6. SYK May Be an Indicator of TME regulation
Since SYK levels were inversely associated with the survival in glioma patients, we divided the data of glioma patients into high group of expression and low group of expression and severally contrasted them to the median level of SYK expression in GSEA. As we can see from Figure 6A, SYK high expression group principally enriched immune-related activities. For example, B cell receptor signaling pathway, hematopoietic cell lineage as well as autoimmune thyroid disease. In contrast, there was almost no gene sets enrichment in the low expression group of SYK. The afore-mentioned consequences revealed that SYK can be a potential indicator possibly of TME status.

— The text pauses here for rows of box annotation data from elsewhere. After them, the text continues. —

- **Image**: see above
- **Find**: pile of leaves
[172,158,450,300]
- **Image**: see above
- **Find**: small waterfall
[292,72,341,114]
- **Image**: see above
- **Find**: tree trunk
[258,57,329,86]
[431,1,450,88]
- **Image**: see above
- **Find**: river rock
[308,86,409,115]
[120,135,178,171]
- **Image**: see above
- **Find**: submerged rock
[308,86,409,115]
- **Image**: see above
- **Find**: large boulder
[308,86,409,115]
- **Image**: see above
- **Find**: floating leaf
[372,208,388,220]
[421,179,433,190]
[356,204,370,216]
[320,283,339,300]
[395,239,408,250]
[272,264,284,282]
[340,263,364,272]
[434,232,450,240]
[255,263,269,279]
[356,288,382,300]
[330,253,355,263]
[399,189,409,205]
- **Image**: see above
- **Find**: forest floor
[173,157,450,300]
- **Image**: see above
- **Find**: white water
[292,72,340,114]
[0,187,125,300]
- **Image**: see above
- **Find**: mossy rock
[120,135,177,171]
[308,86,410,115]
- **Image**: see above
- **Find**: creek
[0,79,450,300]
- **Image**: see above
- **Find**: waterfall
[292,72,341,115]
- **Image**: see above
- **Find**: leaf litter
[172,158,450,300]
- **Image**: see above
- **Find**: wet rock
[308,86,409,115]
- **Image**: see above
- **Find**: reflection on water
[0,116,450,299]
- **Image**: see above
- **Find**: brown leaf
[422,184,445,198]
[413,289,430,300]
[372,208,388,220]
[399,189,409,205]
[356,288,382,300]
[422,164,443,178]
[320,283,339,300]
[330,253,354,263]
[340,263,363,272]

7. Correlation Between SYK Expression and the Ratio of TICs
To further verify the association in the expression of SYK and the immune microenvironment, we analyzed the ratio of tumor infiltrating immune subsets by utilizing CIBERSORT algorithm and established a spectrum of 22 immune cells in glioma samples (Figure 7AB). Immune cells difference analysis results show that there are 6 different immune cells were related to the expression of SYK (Figure 7C), Immune cell correlation analysis results show that there are 9 different immune cells were related to the expression of SYK (Figure 7D). The difference analysis and correlation analysis show that there are 4 different immune cells that were associated with the SYK expression. Among them, two kinds of immune cells were positively correlation to the SYK expression, comprising CD4 memory resting T cell and Monocytes;and two different types of immune cells were inversely associated with the SYK expression, including T cells follicular helper and Macrophages M0. All of these results were reflected ulteriorly that the part of SYK in modulating immune response and playing a key part in TME.